I've been asked, as have so many other creatives...
"How do you come up with your ideas for things you write?"
Well...I have a thought, I put pen to paper, fingers to keyboard and, produce. I heard an author once say that the difference between hobbyists or amateurs and professional writers is the latter writes down their good ideas for later and they throw away, nothing. Saving it for a future story. Not infrequently it happens at bedtime, so I keep a notepad by my bed. Or I may get up and go to my keyboard and writer it out, dumping it all into a file for later.
I have a file on my laptop and desktop for ideas and another for titles. I have an "ideas" folder in my short story, screenplay and my novel folders.
A spark happens, an idea hits me, the framework for that idea shoots through a tunnel into the future in my mind, in a multi dimensional pathway from concept to fruition. That journey into a new reality begins. As I write, the structure further reveals itself to me. Logic and satiation fill in the cracks and crevices as I experience the story unfolding within and before me.
At some point I hit a juxtaposition, or a void. At that point I have emptied my mental and creative buffers and need to come up with something new. And that I think, is what interests people.
Brian Eno, once of Roxy Music fame and then from his own, studied art for a short time. He and his cohorts were like many others at the time interested in John Cage's book Silence (1961). Music can be art and why cannot one listen to a waterfall or the wind and experience the same euphoria one could get from say, Beethoven? Eno getting involved with Robert Fripp and his with King Crimson were all expansions of previous leanings.
Six Melodies, by John Cage.
I was very into avant garde and experimental music since my childhood in the 1960s, as well as some classical, pop (as a kid) and much rock music. From as far back as I can remember I have been attracted to the unique and unusual and the beautiful. I didn't even hear of the aesthetic of the ugly until the late 1980s and it went against everything I had believed in to that point. Yet, I had loved horror films and books and I did get it on a visceral level.

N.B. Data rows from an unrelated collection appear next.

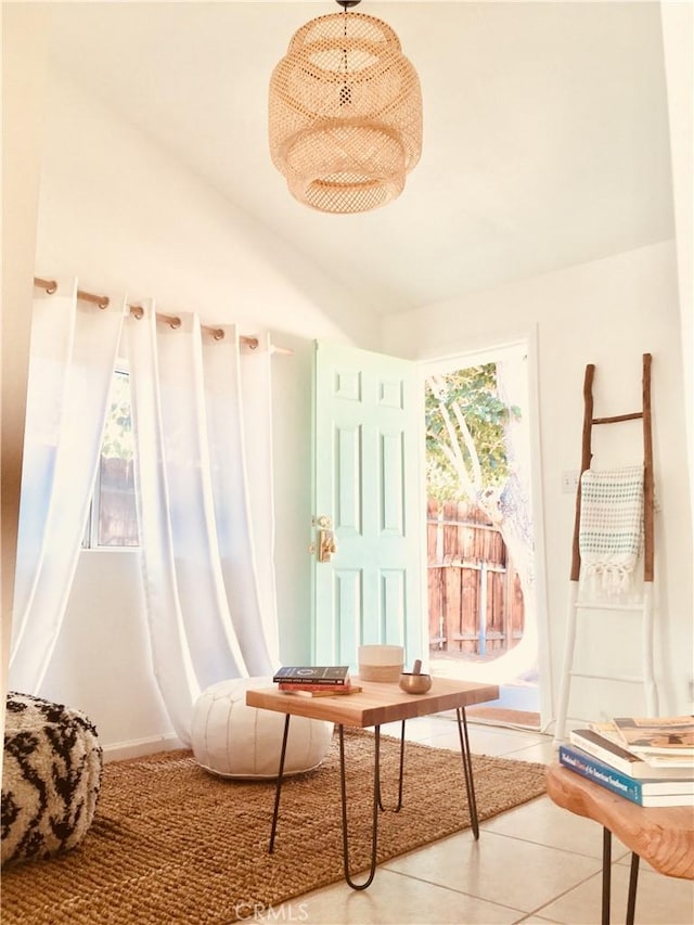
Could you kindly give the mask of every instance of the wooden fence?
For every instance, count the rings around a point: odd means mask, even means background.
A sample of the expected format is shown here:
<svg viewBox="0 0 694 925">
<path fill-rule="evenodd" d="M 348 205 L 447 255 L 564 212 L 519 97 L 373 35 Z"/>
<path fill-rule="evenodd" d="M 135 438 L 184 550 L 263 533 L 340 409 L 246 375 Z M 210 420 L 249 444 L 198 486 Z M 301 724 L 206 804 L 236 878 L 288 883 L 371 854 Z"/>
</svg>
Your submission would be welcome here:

I bring all this up because of the need and desire for creativity, for uniqueness and the unknown and for the fascinating. It is a quest always for more and beyond.
Concepts like the synthesis of systems and ideas, the dynamic rearrangement of information, the rearrangement of the echoes of one sense upon or in place of another or synesthesitic observations, all organized to be highly pleasurable and\or productive have always fascinated me. And yet again and again I find myself falling back into formal structures.
And so I continue to bide my time, to explore, and to strive for that uniqueness that I hope one day to uncover. And of course, to share.
A good example of this in my catalog of writings is in my latest novella, "The Unwritten" coming out in the sequel to my first book to be titled, Anthology of Evil II. In the novella, I decided initially to take three disparate universes and write about them, then at some point bring them all together in some way. That is all I had to start with.
It was a singular journey that took me two years to finalize. Once I returned to it, my mind having had worked on it in the dark recesses of thought over the period of my putting off writing the last half of the story, had worked much of it out, unbeknownst to me. It flowed out of me onto the page and it somehow all came together.
That is the way of it so very often.
I had studied what creativity is during my university years. I felt crippled, unable to be creative. Until I realized what it is. Creation. The more you have to bring to that creation, the more you learn in life, the more you practice things, the more interesting and useful will be your creations.
My point being, learn your craft. Learn all you can about everything. Try to experience and produce all types of, all forms of whatever your craft is. And then... the creative happens. It will happen.
Bring your creative voice, or vision to us. Because we want to see it.